We found a marginally significant (p = 0.054) interaction effect between methylation and photoperiod treatments for flowering time in Fast Plants. No interaction effects were observed for other traits. As shown in Figure 2, chemically demethylated individuals exhibit a greater difference in mean days to flowering time between photoperiod treatments, with later flowering in treated versus control under short day-length conditions. This result supports the hypothesis that methylation may influence responses to harsher environmental conditions. Several prior studies have explored how epigenetic variation is correlated with and in some cases induces plasticity in response to variation in factors such as nutrient availability and drought [45, 50, 51]. Bossdorf et al. [12] found that 5-azaC increased phenotypic plasticity in traits such as flowering time to environmental variation in nutrients. The groundbreaking work of Herrera et al. [46] demonstrated quantitatively that methylation-controlled plasticity in resource use became more critical as environmental conditions became harsher. Here we also show that methylation may influence plasticity, in this case plastic response of flowering time to environmental variation in photoperiod.

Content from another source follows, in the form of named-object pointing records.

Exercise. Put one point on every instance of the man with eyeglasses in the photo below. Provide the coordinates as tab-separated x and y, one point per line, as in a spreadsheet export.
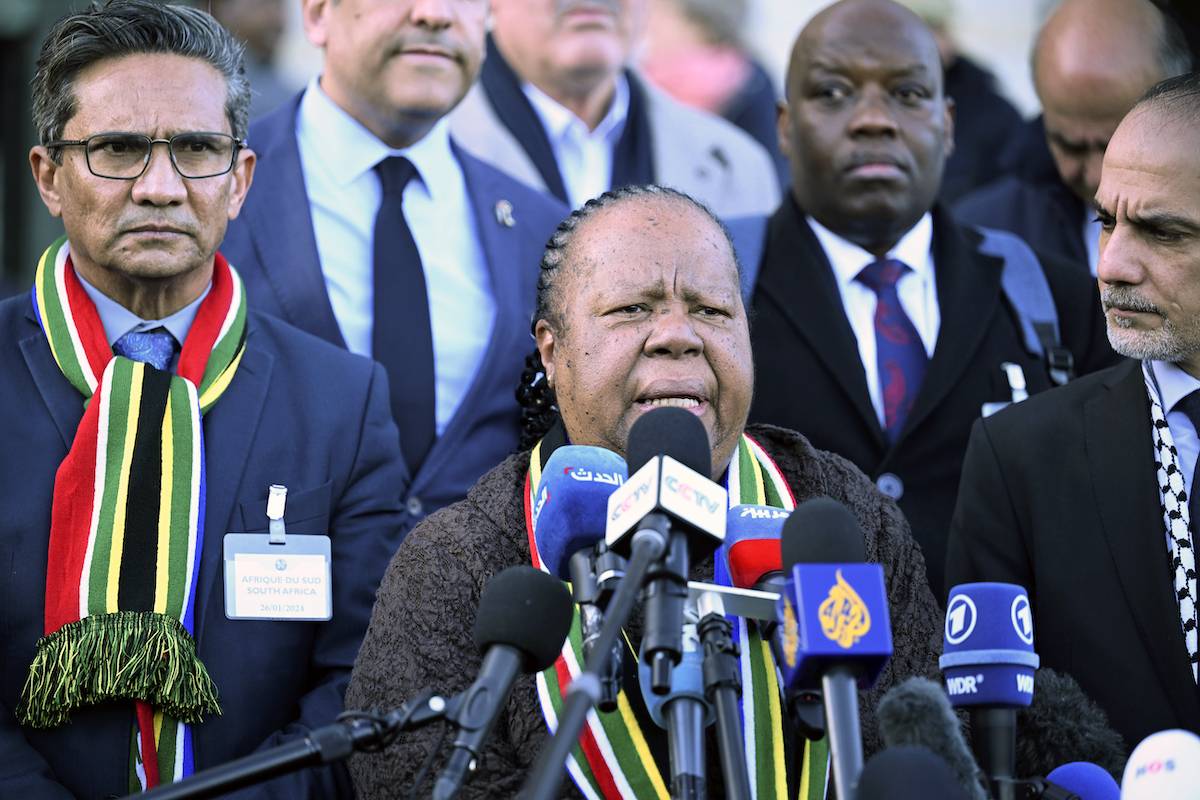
155	429
371	228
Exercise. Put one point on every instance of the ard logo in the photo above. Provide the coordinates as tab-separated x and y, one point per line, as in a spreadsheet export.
791	635
844	617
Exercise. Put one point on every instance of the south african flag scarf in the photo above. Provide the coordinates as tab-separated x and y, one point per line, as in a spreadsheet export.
127	523
612	759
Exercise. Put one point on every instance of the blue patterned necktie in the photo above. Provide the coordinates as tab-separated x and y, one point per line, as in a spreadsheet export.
155	347
899	350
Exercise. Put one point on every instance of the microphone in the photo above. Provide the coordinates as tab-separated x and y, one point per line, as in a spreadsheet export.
522	621
1065	725
988	662
834	626
670	498
918	713
571	503
1085	780
909	773
1165	765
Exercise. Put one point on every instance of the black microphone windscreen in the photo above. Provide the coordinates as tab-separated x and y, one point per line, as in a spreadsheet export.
1063	725
670	432
821	530
907	774
526	609
917	711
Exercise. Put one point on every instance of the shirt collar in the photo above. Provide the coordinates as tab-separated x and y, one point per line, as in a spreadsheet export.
849	259
558	120
119	320
346	149
1174	384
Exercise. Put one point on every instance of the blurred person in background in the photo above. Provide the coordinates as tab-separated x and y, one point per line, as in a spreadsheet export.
1091	61
984	122
559	108
259	25
695	52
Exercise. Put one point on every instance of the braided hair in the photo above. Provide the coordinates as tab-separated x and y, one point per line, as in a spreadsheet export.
539	407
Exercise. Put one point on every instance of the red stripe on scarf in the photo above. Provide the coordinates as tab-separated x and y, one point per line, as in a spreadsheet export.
71	513
87	319
209	317
595	759
149	749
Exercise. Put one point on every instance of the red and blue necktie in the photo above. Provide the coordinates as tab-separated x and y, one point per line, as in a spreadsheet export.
899	350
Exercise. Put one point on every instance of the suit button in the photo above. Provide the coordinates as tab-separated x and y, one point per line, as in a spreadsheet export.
891	485
414	506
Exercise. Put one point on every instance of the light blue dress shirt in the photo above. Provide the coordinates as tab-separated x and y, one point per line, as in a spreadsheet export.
339	156
119	320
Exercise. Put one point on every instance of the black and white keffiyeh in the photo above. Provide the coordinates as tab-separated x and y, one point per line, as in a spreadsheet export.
1173	499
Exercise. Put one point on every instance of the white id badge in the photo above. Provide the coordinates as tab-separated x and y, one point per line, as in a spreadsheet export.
288	581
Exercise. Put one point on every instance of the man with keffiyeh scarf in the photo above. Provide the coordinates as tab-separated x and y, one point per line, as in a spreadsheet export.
145	415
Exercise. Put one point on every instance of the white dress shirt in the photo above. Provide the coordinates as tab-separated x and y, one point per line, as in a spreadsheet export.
583	156
339	156
917	290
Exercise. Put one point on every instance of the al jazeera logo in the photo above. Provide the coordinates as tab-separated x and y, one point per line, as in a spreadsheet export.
844	617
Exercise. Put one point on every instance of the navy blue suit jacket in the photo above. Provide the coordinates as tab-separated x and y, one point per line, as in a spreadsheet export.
274	247
298	413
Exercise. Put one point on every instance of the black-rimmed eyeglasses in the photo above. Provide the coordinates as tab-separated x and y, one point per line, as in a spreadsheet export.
125	156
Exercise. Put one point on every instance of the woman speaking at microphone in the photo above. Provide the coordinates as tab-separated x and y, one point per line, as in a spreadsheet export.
639	307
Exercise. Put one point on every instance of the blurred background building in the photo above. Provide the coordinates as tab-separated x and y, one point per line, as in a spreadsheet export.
741	48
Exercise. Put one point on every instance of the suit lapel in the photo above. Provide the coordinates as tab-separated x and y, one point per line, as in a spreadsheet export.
797	274
281	227
60	397
1120	458
967	293
228	439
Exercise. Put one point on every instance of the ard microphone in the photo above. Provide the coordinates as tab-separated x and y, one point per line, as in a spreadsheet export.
988	662
834	626
522	621
918	713
571	503
669	498
1164	767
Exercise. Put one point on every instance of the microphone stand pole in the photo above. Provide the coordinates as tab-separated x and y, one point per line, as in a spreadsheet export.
354	731
648	546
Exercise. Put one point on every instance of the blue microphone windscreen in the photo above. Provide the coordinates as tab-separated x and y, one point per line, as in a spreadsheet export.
822	531
1086	780
988	657
670	432
527	609
571	503
907	773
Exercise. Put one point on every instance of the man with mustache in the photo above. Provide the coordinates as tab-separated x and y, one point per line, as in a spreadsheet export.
149	626
558	108
881	328
372	229
1086	494
1091	62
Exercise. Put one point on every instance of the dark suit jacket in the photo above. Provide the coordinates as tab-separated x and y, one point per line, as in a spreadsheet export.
274	247
810	378
1060	494
1031	200
298	413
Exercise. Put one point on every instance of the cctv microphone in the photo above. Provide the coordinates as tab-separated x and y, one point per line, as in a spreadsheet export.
834	629
1165	765
522	621
909	773
918	713
988	662
669	497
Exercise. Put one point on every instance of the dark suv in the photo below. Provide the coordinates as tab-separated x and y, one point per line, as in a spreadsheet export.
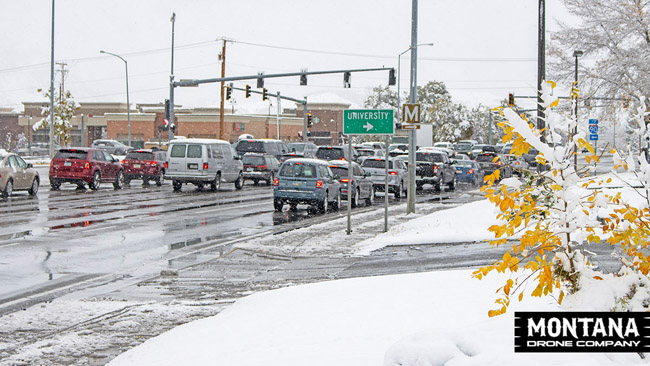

The potential for artificial selection to limit the possible contribution of variable DNA methylation on flowering makes this interaction effect even more intriguing. Even in this highly artificially selected population, the 5-azaC treated plants respond to differential light cues and demonstrate greater variation than control plants. Thus epigenetic modifications may be important in influencing plant traits as well as plasticity, showing that epigenetic patterns can influence responses of plant populations to environmental variation both within and across generations.

5. Conclusions

In this study we demonstrated that treatment with 5-azacytidine, a demethylating agent, had effects on plant traits at different life history stages in plant populations with differing life-histories. We also showed that this treatment increased phenotypic plasticity in response to light conditions, even in a population that has been bred for rapid flowering. These results contribute to the body of literature investigating how epigenetic modifications such as DNA methylation can affect plasticity and evolution. Continued work in this field can further elucidate the relationship between genetic variation, epigenetic variation, life history traits, and response to more environmental conditions such as temperature, humidity, and soil type. This can be done in both lab-generated demethylated populations, such as those used in this study, and naturally epigenetically variant populations or individuals of the same population grown under differential conditions. Although we are still far from fully understanding the role of epigenetic variation in an organism’s response to this environment, this work is crucial to understanding how natural populations will adapt as our world undergoes rapid changes in climate.

Data Availability

The data used to support the findings of this study are available from the corresponding author upon request.

Conflicts of Interest

The authors declare that they have no conflicts of interest.